Former French minister Anne-Marie Couderc was named non-executive chairman at the French-Dutch group, which has been hit by months of strikes as unions seek a 5.1 percent pay rise at Air France this year.
Gagey, 61, will sit on a new management committee alongside Franck Terner and Pieter Elbers, CEOs of the French and Dutch operations respectively, who will act as his deputies.
But the board indicated that the temporary CEO will not have a mandate to find a way out of a pay dispute which management says has cost at least 300 million euros due to strikes since February.
"Regarding the ongoing labour dispute at Air France... the Air France CEO does not have a new mandate to take decisions that would jeopardise the growth strategy approved by the Air France-KLM board of directors," a statement said.
Janaillac had put his job on the line by calling a company-wide vote at Air France on whether to accept a proposed seven percent pay rise over four years.
He announced his resignation on 4 May after staff rejected the pay deal, sending the group's shares nosediving.
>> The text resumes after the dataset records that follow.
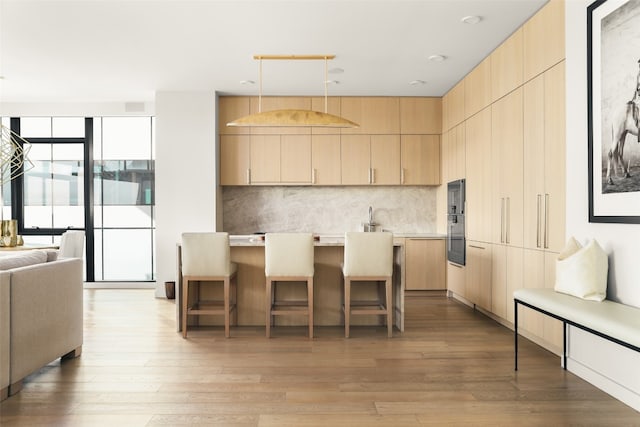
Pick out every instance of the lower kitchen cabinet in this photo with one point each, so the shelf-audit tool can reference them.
(478, 278)
(456, 279)
(425, 261)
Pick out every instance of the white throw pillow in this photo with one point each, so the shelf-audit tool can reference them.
(582, 271)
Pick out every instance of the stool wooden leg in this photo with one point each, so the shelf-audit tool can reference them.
(185, 305)
(347, 306)
(310, 305)
(389, 308)
(268, 299)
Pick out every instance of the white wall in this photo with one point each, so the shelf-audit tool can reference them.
(186, 177)
(610, 367)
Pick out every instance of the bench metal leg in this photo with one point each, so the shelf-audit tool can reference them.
(515, 333)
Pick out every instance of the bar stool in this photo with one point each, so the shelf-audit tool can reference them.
(288, 257)
(368, 257)
(206, 258)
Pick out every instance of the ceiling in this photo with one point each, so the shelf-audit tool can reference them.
(124, 51)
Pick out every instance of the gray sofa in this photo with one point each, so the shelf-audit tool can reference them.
(41, 315)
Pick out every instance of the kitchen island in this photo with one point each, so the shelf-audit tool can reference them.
(248, 252)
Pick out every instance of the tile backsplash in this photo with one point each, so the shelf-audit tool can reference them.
(328, 210)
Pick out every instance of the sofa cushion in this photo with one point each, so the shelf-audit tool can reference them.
(23, 259)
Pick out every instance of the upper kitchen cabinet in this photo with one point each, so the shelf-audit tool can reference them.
(507, 169)
(507, 66)
(231, 108)
(544, 144)
(235, 160)
(477, 88)
(455, 105)
(478, 172)
(544, 39)
(370, 159)
(420, 116)
(420, 158)
(325, 160)
(333, 107)
(375, 115)
(270, 103)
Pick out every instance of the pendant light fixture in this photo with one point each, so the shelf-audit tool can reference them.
(292, 117)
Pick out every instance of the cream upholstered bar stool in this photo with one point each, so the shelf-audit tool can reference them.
(206, 257)
(288, 257)
(368, 257)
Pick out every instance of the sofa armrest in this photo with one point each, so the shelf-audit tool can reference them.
(46, 314)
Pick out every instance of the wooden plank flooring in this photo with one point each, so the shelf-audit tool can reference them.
(452, 366)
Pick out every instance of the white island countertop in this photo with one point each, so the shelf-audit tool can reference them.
(322, 239)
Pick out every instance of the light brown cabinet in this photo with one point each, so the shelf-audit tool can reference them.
(478, 176)
(325, 155)
(425, 261)
(235, 160)
(370, 159)
(543, 35)
(507, 167)
(375, 115)
(544, 151)
(477, 88)
(420, 116)
(478, 278)
(507, 66)
(420, 160)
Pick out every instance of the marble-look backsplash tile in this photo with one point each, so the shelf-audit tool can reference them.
(328, 210)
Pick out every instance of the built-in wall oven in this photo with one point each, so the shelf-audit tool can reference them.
(455, 222)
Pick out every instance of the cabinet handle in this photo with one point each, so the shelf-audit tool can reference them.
(546, 221)
(539, 197)
(507, 237)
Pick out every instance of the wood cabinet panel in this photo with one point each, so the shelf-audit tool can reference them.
(231, 108)
(507, 66)
(420, 115)
(479, 265)
(375, 115)
(478, 176)
(235, 159)
(543, 39)
(477, 88)
(456, 279)
(385, 159)
(420, 160)
(455, 105)
(265, 159)
(425, 261)
(325, 159)
(354, 159)
(295, 159)
(507, 167)
(270, 103)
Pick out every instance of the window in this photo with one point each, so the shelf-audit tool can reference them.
(95, 174)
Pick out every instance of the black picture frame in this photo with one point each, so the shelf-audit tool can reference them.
(610, 65)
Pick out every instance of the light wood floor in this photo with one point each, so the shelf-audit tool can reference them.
(452, 366)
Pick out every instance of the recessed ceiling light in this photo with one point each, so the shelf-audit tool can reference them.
(471, 19)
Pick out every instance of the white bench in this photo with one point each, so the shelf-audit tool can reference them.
(607, 319)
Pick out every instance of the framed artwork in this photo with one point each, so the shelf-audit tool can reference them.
(613, 75)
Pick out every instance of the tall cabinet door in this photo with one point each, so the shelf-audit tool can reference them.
(507, 160)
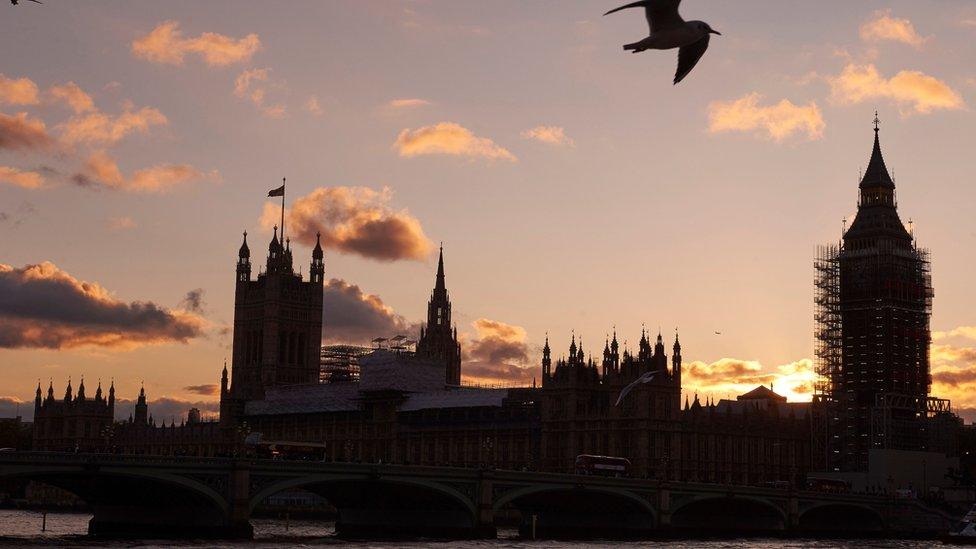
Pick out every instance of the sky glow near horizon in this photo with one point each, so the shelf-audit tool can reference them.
(574, 188)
The board hailed Janaillac's track record, saying he had produced strong results since 2016 which had enabled a "successful turnaround and growth", and expressed "deep regret" over the strikes.
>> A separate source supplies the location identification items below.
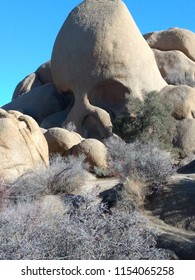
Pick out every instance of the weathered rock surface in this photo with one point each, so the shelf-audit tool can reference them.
(40, 102)
(112, 54)
(173, 39)
(27, 84)
(61, 140)
(175, 67)
(185, 137)
(22, 145)
(44, 73)
(94, 150)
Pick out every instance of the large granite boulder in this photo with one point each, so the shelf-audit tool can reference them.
(40, 102)
(23, 147)
(100, 55)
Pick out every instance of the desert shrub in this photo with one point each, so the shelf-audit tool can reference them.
(150, 120)
(139, 161)
(29, 232)
(64, 175)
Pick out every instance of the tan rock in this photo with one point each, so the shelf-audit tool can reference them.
(44, 73)
(183, 99)
(27, 84)
(173, 39)
(22, 145)
(60, 140)
(175, 67)
(39, 103)
(94, 150)
(99, 54)
(185, 137)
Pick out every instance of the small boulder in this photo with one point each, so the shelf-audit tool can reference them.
(185, 137)
(175, 67)
(61, 140)
(44, 73)
(183, 100)
(173, 39)
(95, 152)
(27, 84)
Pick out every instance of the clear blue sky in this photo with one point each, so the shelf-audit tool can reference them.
(28, 30)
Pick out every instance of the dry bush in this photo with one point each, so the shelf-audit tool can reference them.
(64, 175)
(30, 232)
(139, 161)
(70, 126)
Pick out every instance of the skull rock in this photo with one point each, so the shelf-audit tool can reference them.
(23, 146)
(100, 55)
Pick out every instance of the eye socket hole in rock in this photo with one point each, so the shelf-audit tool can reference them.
(109, 95)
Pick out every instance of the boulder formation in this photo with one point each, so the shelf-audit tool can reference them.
(40, 102)
(105, 66)
(96, 153)
(61, 140)
(173, 39)
(22, 145)
(175, 67)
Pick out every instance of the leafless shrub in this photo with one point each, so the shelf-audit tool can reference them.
(29, 232)
(64, 175)
(137, 160)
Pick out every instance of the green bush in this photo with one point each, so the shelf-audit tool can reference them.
(149, 120)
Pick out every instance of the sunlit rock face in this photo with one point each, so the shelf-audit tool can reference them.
(23, 147)
(100, 56)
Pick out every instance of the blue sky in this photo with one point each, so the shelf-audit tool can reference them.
(28, 30)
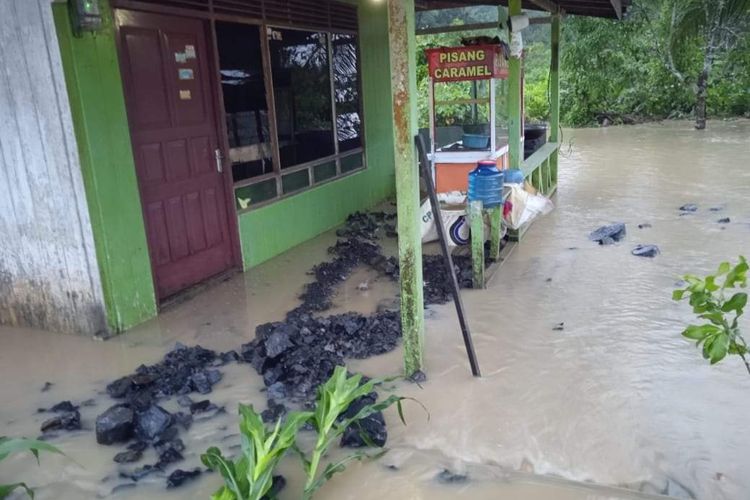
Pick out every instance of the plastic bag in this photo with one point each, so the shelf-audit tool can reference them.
(522, 206)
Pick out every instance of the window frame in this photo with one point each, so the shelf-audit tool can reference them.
(278, 173)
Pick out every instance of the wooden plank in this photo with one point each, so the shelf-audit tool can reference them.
(401, 48)
(476, 221)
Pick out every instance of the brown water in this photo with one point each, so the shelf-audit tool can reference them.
(616, 398)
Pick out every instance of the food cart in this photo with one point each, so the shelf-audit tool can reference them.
(464, 112)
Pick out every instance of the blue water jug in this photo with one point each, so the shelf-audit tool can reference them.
(486, 184)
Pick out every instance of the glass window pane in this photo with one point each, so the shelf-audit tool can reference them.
(255, 193)
(295, 182)
(351, 162)
(302, 95)
(324, 171)
(244, 91)
(346, 90)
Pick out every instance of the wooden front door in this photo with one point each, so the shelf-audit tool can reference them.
(172, 113)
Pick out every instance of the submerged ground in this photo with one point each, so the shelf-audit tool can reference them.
(615, 397)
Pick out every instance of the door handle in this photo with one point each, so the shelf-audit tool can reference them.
(219, 157)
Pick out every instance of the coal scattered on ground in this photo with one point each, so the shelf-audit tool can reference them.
(297, 355)
(608, 235)
(67, 418)
(646, 251)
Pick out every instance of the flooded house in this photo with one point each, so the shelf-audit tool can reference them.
(151, 146)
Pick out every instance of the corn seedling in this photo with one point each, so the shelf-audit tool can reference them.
(251, 477)
(334, 398)
(714, 301)
(10, 446)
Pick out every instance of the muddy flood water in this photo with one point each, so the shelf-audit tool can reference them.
(615, 405)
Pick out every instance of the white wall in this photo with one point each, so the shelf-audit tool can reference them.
(49, 276)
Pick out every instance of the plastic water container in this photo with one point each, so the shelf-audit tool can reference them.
(486, 184)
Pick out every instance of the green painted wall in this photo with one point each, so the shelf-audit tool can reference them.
(96, 97)
(272, 229)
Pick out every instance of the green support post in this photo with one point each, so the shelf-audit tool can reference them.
(496, 227)
(402, 49)
(515, 149)
(554, 91)
(476, 221)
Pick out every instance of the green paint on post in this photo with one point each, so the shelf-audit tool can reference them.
(92, 76)
(496, 226)
(310, 213)
(402, 47)
(476, 222)
(554, 92)
(515, 148)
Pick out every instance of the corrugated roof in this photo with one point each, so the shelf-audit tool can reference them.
(591, 8)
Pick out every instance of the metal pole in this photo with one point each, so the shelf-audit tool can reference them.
(554, 96)
(426, 175)
(403, 72)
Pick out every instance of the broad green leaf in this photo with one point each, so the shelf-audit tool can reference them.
(736, 303)
(7, 489)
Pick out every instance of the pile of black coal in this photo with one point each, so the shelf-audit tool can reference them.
(138, 419)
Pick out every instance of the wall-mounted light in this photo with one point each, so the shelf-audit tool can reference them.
(85, 15)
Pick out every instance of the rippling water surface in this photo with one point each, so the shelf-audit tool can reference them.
(615, 398)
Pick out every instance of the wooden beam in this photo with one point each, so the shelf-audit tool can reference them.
(402, 50)
(454, 28)
(617, 5)
(547, 5)
(515, 151)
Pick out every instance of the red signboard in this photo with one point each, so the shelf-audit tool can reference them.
(475, 62)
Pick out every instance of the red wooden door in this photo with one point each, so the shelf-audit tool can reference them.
(172, 114)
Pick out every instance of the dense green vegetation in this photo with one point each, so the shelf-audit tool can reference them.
(652, 65)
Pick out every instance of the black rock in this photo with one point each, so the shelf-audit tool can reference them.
(115, 425)
(151, 424)
(646, 251)
(64, 406)
(200, 406)
(140, 472)
(179, 476)
(129, 456)
(689, 207)
(169, 455)
(448, 477)
(278, 342)
(372, 427)
(607, 235)
(65, 421)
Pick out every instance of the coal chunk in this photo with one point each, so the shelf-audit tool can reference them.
(646, 251)
(128, 456)
(607, 235)
(115, 425)
(65, 421)
(179, 477)
(151, 424)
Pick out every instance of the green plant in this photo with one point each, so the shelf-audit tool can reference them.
(10, 446)
(711, 301)
(334, 398)
(251, 477)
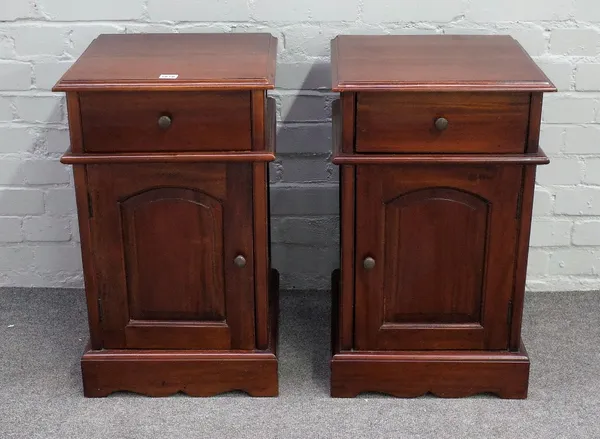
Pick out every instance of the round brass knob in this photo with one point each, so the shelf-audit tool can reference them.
(164, 122)
(240, 261)
(441, 123)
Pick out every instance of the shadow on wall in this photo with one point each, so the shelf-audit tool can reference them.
(304, 182)
(38, 228)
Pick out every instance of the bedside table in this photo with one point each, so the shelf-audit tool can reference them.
(170, 139)
(437, 140)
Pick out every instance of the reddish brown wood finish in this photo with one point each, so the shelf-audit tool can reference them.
(200, 61)
(195, 373)
(174, 223)
(413, 373)
(201, 121)
(522, 255)
(477, 122)
(535, 120)
(444, 239)
(436, 223)
(434, 63)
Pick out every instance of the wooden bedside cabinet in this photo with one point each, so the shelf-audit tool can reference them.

"These strikes will also have a negative impact on the group's financial results," the board said.
French Economy Minister Bruno Le Maire warned this month that "the survival of Air France is in the balance" as the strikes since February have repeatedly forced the airline to cancel around a quarter of flights a day.
Air France-KLM reported a net loss of 269 million euros for the first quarter, weighed down by the strikes.
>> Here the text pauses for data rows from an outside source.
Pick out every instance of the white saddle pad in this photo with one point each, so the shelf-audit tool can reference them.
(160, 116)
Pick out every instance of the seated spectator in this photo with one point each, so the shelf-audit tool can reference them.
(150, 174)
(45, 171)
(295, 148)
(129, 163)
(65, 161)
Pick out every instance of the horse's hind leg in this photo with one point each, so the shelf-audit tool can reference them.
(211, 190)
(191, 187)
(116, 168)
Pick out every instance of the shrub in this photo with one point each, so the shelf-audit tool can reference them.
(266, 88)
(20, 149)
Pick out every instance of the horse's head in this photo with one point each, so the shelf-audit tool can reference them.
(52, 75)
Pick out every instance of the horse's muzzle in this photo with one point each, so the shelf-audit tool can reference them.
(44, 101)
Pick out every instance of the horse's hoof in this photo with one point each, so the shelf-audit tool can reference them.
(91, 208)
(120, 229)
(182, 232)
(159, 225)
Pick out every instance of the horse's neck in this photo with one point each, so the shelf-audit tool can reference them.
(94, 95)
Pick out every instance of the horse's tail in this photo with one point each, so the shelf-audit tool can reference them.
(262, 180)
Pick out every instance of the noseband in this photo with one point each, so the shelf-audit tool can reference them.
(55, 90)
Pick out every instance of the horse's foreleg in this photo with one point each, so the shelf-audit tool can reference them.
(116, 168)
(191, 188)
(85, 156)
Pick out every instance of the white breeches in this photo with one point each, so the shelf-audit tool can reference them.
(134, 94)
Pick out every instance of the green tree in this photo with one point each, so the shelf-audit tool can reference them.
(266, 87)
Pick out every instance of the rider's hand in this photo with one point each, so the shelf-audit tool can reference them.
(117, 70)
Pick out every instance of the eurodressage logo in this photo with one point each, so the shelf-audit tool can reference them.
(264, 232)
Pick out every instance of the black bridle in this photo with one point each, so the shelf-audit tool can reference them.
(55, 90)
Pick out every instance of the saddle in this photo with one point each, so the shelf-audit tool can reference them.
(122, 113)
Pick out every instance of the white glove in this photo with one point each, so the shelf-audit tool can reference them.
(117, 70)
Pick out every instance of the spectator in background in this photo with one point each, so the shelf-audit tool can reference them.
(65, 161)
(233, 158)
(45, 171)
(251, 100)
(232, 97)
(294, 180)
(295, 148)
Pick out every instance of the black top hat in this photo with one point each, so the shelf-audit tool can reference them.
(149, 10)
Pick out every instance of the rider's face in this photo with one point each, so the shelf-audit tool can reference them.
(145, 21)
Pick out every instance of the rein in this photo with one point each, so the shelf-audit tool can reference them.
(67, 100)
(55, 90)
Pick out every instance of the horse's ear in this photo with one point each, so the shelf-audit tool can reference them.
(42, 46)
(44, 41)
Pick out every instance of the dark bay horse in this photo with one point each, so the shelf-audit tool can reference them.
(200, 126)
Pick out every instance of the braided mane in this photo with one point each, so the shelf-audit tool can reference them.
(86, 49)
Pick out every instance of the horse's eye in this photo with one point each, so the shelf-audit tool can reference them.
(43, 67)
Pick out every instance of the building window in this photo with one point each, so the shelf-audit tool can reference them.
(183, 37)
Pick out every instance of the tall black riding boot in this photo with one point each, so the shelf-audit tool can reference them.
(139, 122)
Unions have said the pay rises offered are too little after six years of salary freezes, but management warns that improving company finances are vulnerable to competition from the Gulf and low-cost European carriers.
The board said the interm management structure would be in place "for the shortest-possible period" needed to appoint Janaillac's successor, without imposing a specific time limit.
Couderc, a lawyer by training and an Air France board member since 2016, is a onetime protegee of former French president Jacques Chirac who has spent her career between business and politics.
The 58-year-old served as employment minister and then labour minister in the 1990s before going back to the private sector as assistant general manager at publishing house Hachette.
She then took charge of French media distribution firm Presstalis, where her experience of lengthy labour disputes may come in handy for the new job at Air France.
Couderc launched a restructuring plan at Presstalis in 2012 which slashed the workforce in half, prompting repeated strikes which blocked the distribution of newspapers.